Workplace Injuries And Diseases Outline

Updated Workplace Injuries And Diseases Notes

Employment Law Outlines

Employment Law

Approximately 53 pages

For Professor Benjamin I. Sachs' Employment Law Class. Covers common law of employment contracts as well as federal statutory law relevant to employment relationship (e.g., Americans With Disabilities Act, Title VII)...

The following is a more accessible plain text extract of the PDF sample above, taken from our Employment Law Outlines. Due to the challenges of extracting text from PDFs, it will have odd formatting:

Workplace Injuries & Diseases

A: Workers’ Compensation

Overview:

  • Certain states exempt employers with a limited number of employees, certain industries (agriculture, state and local government), or certain occupations (e.g., household workers). Independent contractors are normally not covered.

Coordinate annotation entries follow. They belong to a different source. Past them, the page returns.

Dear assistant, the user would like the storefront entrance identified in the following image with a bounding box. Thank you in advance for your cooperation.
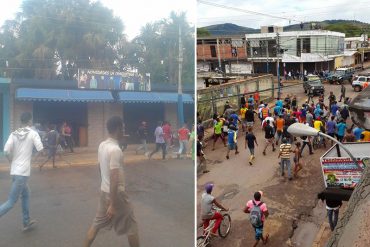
[33,102,87,146]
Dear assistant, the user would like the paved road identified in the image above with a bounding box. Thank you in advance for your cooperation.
[197,84,356,247]
[0,159,194,247]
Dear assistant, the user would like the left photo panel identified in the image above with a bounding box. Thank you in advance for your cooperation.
[0,0,196,247]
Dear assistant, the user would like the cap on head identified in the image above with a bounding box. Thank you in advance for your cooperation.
[204,183,214,194]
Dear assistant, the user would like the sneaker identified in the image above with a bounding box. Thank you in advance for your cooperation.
[23,220,37,232]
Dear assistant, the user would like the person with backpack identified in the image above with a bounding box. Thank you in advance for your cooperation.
[244,191,269,247]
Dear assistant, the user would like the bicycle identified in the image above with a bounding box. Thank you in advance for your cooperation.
[197,207,231,247]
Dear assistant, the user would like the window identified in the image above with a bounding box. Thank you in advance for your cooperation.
[302,38,311,53]
[210,45,217,57]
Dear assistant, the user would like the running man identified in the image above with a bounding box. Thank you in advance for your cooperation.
[0,112,44,231]
[84,116,140,247]
[293,142,303,177]
[244,191,269,247]
[245,127,258,165]
[200,184,229,236]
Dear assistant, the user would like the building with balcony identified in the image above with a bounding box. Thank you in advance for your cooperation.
[245,30,345,74]
[197,36,252,74]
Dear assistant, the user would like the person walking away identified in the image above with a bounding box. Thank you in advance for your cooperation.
[0,112,44,231]
[343,129,356,142]
[136,121,148,155]
[339,83,346,102]
[212,118,226,151]
[245,106,257,128]
[300,136,313,157]
[293,142,303,177]
[243,191,269,247]
[353,126,364,141]
[84,116,139,247]
[326,116,337,146]
[177,123,190,158]
[336,120,347,142]
[149,121,166,160]
[200,183,229,236]
[278,138,292,180]
[162,121,172,152]
[39,124,59,171]
[328,91,336,109]
[317,192,342,232]
[197,136,209,173]
[245,127,258,165]
[262,120,275,155]
[62,122,74,153]
[276,115,285,145]
[226,125,239,159]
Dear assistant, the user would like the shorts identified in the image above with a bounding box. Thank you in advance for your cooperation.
[48,147,57,159]
[227,143,236,150]
[254,225,263,240]
[93,191,138,235]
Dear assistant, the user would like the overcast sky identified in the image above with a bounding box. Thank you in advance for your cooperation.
[0,0,196,40]
[197,0,370,28]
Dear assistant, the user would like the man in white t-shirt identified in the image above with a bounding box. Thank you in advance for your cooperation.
[149,121,166,160]
[84,116,139,247]
[0,112,44,231]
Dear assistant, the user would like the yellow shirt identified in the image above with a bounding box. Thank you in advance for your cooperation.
[361,130,370,142]
[313,120,323,131]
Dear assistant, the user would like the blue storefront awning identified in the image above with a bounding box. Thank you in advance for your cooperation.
[118,91,194,104]
[15,88,114,102]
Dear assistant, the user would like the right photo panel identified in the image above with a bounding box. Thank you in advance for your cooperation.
[196,0,370,247]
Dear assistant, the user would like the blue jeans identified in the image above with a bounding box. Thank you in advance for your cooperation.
[328,209,339,231]
[0,175,30,226]
[280,159,292,178]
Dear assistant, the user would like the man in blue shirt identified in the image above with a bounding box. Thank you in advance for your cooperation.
[353,127,364,141]
[336,120,347,142]
[226,124,239,159]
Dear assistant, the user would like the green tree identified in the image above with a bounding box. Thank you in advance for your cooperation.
[0,0,124,79]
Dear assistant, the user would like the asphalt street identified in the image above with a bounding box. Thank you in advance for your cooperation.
[0,159,194,247]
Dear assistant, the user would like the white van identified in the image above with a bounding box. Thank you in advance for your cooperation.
[352,75,370,92]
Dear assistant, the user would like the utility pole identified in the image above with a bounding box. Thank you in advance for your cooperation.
[276,33,281,99]
[177,26,184,127]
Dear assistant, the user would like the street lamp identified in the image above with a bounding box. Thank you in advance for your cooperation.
[288,123,362,169]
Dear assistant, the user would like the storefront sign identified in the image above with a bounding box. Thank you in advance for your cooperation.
[78,69,145,91]
[321,157,370,188]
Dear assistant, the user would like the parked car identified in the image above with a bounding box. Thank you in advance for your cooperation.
[352,75,370,92]
[327,68,355,84]
[303,74,325,95]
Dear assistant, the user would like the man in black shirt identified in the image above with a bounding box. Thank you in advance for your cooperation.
[136,121,148,155]
[245,106,257,128]
[263,120,275,155]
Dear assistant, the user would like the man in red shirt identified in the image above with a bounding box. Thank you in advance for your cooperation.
[177,123,190,158]
[244,191,269,247]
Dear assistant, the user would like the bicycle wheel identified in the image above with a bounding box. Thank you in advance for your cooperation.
[218,214,231,238]
[197,236,209,247]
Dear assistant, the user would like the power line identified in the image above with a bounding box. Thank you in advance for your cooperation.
[198,0,301,22]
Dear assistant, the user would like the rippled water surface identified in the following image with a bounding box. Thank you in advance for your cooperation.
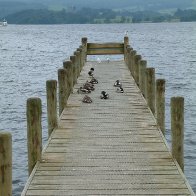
[0,23,196,195]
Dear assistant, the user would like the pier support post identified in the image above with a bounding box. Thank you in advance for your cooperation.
[58,69,68,116]
[124,36,129,62]
[80,45,85,70]
[46,80,57,137]
[156,79,165,135]
[146,68,155,115]
[171,97,184,171]
[134,54,142,86]
[77,48,82,72]
[139,60,147,97]
[82,37,88,62]
[63,61,74,95]
[70,55,77,84]
[74,50,80,78]
[126,47,132,72]
[130,50,136,77]
[27,97,42,175]
[0,132,12,196]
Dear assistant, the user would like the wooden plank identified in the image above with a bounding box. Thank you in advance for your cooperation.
[27,188,190,196]
[87,42,124,49]
[23,62,194,196]
[87,48,124,55]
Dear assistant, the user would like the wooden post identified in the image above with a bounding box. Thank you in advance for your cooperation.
[80,45,85,70]
[70,55,77,84]
[134,54,142,86]
[82,37,88,62]
[27,97,42,175]
[74,50,80,78]
[139,60,147,97]
[63,61,74,96]
[171,97,184,171]
[156,79,165,135]
[0,132,12,196]
[58,69,68,116]
[124,36,129,62]
[146,68,155,115]
[77,48,82,72]
[126,47,133,71]
[46,80,57,137]
[130,50,136,79]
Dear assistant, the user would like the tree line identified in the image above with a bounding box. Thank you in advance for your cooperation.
[6,7,196,24]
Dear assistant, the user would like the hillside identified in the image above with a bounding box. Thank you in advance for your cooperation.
[0,0,196,18]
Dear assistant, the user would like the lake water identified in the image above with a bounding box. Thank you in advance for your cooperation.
[0,23,196,195]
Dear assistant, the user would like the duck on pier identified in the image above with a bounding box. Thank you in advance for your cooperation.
[77,87,91,94]
[82,95,93,103]
[90,77,98,84]
[116,86,124,93]
[88,67,95,77]
[100,91,109,99]
[114,80,122,87]
[83,81,95,91]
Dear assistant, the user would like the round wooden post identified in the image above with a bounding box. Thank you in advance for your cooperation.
[27,97,42,175]
[139,60,147,97]
[130,50,136,79]
[134,54,142,86]
[0,132,12,196]
[82,37,88,62]
[171,97,184,171]
[70,55,77,84]
[156,79,165,135]
[126,47,133,71]
[46,80,57,137]
[77,48,83,74]
[74,50,80,78]
[80,45,85,70]
[124,36,129,62]
[146,68,155,115]
[63,61,74,96]
[58,69,68,116]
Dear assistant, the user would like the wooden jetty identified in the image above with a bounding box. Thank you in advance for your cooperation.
[0,37,195,196]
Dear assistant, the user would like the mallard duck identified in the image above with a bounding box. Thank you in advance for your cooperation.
[100,91,109,99]
[89,78,98,84]
[116,86,124,93]
[77,87,91,94]
[83,81,95,91]
[88,71,94,76]
[82,95,93,103]
[114,80,122,87]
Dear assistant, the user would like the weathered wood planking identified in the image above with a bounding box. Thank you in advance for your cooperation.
[87,43,124,55]
[22,61,194,196]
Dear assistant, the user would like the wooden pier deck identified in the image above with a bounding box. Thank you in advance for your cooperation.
[22,61,194,196]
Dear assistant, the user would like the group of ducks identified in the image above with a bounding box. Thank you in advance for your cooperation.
[77,67,124,103]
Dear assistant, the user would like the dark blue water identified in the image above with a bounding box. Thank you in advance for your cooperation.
[0,23,196,195]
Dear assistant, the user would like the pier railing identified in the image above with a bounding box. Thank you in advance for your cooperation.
[0,37,194,196]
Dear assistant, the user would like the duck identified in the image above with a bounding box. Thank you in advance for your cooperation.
[100,91,109,99]
[97,58,101,64]
[88,70,94,77]
[90,77,98,84]
[114,80,122,87]
[116,86,124,93]
[82,95,93,103]
[77,87,91,94]
[83,81,95,91]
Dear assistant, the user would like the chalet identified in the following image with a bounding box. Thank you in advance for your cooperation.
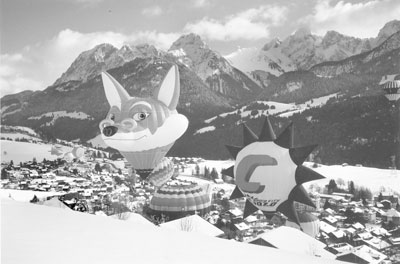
[246,226,335,263]
[337,245,387,264]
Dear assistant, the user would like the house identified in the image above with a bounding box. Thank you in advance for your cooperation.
[363,237,391,252]
[351,222,365,231]
[326,243,354,255]
[337,245,387,264]
[246,226,335,258]
[382,208,400,226]
[160,215,224,237]
[322,215,337,226]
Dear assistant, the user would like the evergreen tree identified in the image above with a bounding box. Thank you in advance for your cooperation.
[94,162,102,172]
[210,168,218,180]
[349,181,355,195]
[30,195,39,203]
[1,168,8,180]
[324,200,331,210]
[328,179,337,193]
[204,166,210,179]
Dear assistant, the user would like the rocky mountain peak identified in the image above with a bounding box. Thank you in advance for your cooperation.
[292,27,311,39]
[169,33,209,51]
[375,20,400,46]
[262,38,282,51]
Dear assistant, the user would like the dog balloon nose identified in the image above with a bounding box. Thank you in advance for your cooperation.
[103,126,118,137]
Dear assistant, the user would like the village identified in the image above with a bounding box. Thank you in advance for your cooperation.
[1,146,400,264]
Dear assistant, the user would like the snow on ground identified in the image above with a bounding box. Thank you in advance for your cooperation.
[1,125,39,137]
[279,93,338,117]
[193,126,215,135]
[225,48,295,76]
[87,134,108,148]
[204,101,298,124]
[0,140,72,164]
[179,160,235,193]
[200,94,338,135]
[0,189,65,202]
[1,133,42,141]
[179,160,400,192]
[1,108,21,118]
[1,199,340,264]
[28,111,93,126]
[305,163,400,193]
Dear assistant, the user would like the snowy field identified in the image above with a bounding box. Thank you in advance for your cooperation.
[1,199,340,264]
[0,140,72,164]
[304,163,400,193]
[1,133,42,141]
[0,189,65,202]
[180,160,400,193]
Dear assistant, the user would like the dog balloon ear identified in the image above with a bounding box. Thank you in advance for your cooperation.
[153,65,180,110]
[101,72,130,109]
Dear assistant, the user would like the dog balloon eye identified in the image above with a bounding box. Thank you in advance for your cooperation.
[133,112,150,122]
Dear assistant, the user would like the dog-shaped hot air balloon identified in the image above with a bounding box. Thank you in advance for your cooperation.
[99,65,189,179]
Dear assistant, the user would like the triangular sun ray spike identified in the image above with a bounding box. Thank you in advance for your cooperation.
[289,145,318,166]
[225,145,242,159]
[243,200,260,219]
[289,185,316,208]
[274,122,294,149]
[277,200,300,226]
[243,124,258,146]
[295,165,325,185]
[259,116,276,141]
[229,186,244,200]
[221,166,235,178]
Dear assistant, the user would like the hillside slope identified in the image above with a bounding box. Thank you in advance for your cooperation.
[1,199,339,264]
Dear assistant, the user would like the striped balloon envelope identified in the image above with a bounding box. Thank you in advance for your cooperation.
[150,180,211,220]
[382,80,400,101]
[286,212,319,237]
[147,158,175,188]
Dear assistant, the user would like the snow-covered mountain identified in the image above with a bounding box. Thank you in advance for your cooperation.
[225,42,296,76]
[226,20,400,76]
[373,20,400,47]
[168,33,261,98]
[169,33,233,81]
[54,43,161,85]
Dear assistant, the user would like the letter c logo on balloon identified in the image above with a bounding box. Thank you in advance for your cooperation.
[236,155,278,193]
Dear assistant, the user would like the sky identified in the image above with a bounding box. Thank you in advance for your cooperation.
[0,0,400,96]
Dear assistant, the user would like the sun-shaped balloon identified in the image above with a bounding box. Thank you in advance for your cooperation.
[223,116,324,223]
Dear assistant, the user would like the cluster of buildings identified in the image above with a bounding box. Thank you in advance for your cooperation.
[1,155,400,264]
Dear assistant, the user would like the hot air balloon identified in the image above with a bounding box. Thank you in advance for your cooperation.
[149,180,211,220]
[99,66,188,179]
[382,79,400,102]
[71,147,85,159]
[50,145,64,156]
[286,212,319,238]
[63,152,75,162]
[223,117,324,226]
[147,157,175,187]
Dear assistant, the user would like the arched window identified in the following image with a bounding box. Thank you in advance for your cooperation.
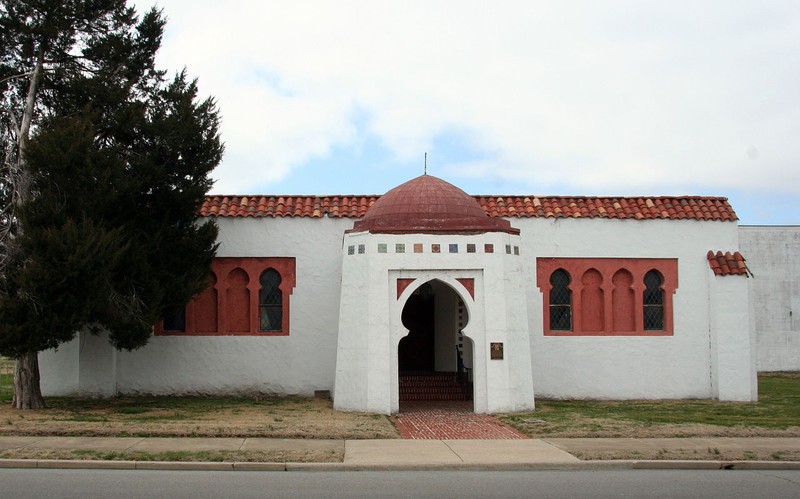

  • Four elements of a workers’ comp claim:

    • Injury

    • Accident

      • Sometimes construed to exclude injuries (and diseases) that develop over a long period of time

    • Arising Out of Employment

    • Occurring During the Course of Employment

      • Normally requires the injury to occur on the employer’s premises and during working hours

  • Diseases are covered, although some courts construe the “accident” requirement to exclude them, and there are concerns with the statute of limitations and the arising out of employment test (some courts apply a “specific risk” test)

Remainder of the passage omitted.